2023-02-07 Sessión 2
- Instituut Voor Tropische Geneeskunde - Antwerp, Belgium
- Javier Silva-Valencia
Step by Step - Selection of variables for modeling
Import data
Importing a CSV database under the name of “mwanza”, with “,” as separator:
Starting the Exercise (MVA_LogReg_Ex2-2023):
Case control study of risk factors for HIV in women, Mwanza Tanzania: As part of a prospective study of the impact of STD control on the incidence of HIV infection in Mwanza, Tanzania, a baseline survey of HIV prevalence was carried out in 12 communities. All se-ropositive women (15 years and above) were revisited and, where possible) interviewed about poten-tial risk factors for HIV infection using a standard questionnaire. In addition to interviewing HIV +ve women, a random sample of HIV -ve women were selected from the population lists prepared during the baseline survey and these women were also revisited and, where possible, interviewed. No matching of controls with cases was performed
The question which interests us most in this part of the exercise is whether and how education is associated with HIV infection
So the dependant variable is: HIV infection and main independent variable: education
1. Explore how education and age are associated with HIV infection; the list of variables is present-ed overleaf. Transform ‘case’ into a factor variable with levels TRUE and FALSE, similarly cre-ate two factor variables, ‘age1_f’ and ‘ed_f’, based on ‘age1’ and ‘ed’ respectively.

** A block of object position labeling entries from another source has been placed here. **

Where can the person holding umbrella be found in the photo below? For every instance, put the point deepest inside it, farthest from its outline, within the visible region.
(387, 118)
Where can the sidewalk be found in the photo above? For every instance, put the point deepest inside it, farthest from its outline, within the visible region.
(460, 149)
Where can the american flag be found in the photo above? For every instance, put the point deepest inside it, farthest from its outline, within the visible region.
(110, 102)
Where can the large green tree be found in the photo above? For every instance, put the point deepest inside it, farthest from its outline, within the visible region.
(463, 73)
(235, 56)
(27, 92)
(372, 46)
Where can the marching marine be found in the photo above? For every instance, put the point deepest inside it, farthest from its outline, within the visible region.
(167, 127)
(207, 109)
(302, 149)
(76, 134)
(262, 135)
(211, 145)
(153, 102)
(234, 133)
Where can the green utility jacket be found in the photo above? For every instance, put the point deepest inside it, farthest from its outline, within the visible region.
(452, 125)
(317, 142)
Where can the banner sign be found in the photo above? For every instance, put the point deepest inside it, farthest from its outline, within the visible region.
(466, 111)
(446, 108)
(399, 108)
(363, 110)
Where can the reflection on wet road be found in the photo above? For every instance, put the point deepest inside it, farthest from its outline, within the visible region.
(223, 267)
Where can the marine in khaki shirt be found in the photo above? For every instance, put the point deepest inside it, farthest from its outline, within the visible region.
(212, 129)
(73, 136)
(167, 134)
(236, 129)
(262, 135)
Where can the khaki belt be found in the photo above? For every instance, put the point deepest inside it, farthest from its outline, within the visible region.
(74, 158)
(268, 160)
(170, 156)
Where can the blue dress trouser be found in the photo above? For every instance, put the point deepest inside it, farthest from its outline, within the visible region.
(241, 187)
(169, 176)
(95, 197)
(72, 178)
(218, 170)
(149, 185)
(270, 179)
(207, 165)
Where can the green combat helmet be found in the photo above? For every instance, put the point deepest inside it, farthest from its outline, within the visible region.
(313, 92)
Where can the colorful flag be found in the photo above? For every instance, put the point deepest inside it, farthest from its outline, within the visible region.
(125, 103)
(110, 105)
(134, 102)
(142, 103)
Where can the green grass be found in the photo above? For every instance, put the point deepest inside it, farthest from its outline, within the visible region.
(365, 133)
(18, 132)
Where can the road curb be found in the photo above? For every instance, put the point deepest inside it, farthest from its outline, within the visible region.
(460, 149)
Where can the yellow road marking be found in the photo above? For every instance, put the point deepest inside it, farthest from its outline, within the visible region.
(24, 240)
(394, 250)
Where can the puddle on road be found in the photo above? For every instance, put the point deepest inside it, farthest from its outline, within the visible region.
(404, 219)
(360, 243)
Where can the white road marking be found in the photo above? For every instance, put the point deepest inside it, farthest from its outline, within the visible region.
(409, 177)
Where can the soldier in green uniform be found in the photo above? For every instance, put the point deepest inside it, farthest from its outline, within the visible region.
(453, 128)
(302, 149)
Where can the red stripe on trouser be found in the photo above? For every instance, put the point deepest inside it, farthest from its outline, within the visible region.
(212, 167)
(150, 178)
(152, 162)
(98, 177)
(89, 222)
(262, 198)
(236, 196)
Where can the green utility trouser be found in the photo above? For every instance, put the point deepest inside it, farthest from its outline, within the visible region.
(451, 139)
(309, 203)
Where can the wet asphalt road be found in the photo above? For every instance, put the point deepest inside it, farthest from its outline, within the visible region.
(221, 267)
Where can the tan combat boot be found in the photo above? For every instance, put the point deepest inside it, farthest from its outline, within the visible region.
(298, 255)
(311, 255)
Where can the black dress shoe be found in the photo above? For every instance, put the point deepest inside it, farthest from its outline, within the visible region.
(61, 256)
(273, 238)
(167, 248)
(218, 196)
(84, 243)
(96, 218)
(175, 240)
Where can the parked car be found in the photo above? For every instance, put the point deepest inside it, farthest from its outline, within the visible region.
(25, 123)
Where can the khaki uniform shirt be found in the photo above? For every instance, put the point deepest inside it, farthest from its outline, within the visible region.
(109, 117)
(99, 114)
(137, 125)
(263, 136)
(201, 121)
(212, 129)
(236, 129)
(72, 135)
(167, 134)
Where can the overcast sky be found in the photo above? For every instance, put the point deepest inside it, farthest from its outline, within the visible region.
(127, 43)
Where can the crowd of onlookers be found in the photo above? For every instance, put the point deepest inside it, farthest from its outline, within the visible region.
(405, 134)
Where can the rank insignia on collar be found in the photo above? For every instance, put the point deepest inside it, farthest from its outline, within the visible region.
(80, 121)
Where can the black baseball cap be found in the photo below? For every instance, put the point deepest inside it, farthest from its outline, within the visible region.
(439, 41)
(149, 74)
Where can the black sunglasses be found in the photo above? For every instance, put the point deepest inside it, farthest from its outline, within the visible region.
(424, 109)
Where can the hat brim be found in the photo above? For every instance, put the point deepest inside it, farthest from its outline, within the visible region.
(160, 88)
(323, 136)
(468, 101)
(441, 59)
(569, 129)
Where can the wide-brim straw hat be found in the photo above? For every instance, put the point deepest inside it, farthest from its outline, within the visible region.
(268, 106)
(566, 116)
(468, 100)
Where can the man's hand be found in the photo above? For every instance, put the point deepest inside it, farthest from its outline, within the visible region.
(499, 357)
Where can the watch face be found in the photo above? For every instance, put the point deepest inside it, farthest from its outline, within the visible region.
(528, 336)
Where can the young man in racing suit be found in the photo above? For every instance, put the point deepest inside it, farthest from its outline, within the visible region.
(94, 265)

1.1 Creating the variables
#Case variable (case TRUE=1, non Case FALSE=0)
#table(mwanza$case, useNA="always")
mwanza$case <- factor(mwanza$case)
#Age1 variable
#table(mwanza$age1, useNA="always")
mwanza$age1_f <- factor(mwanza$age1, labels = c("15-19","20-24","25-29","30-34","35-44","45-54"))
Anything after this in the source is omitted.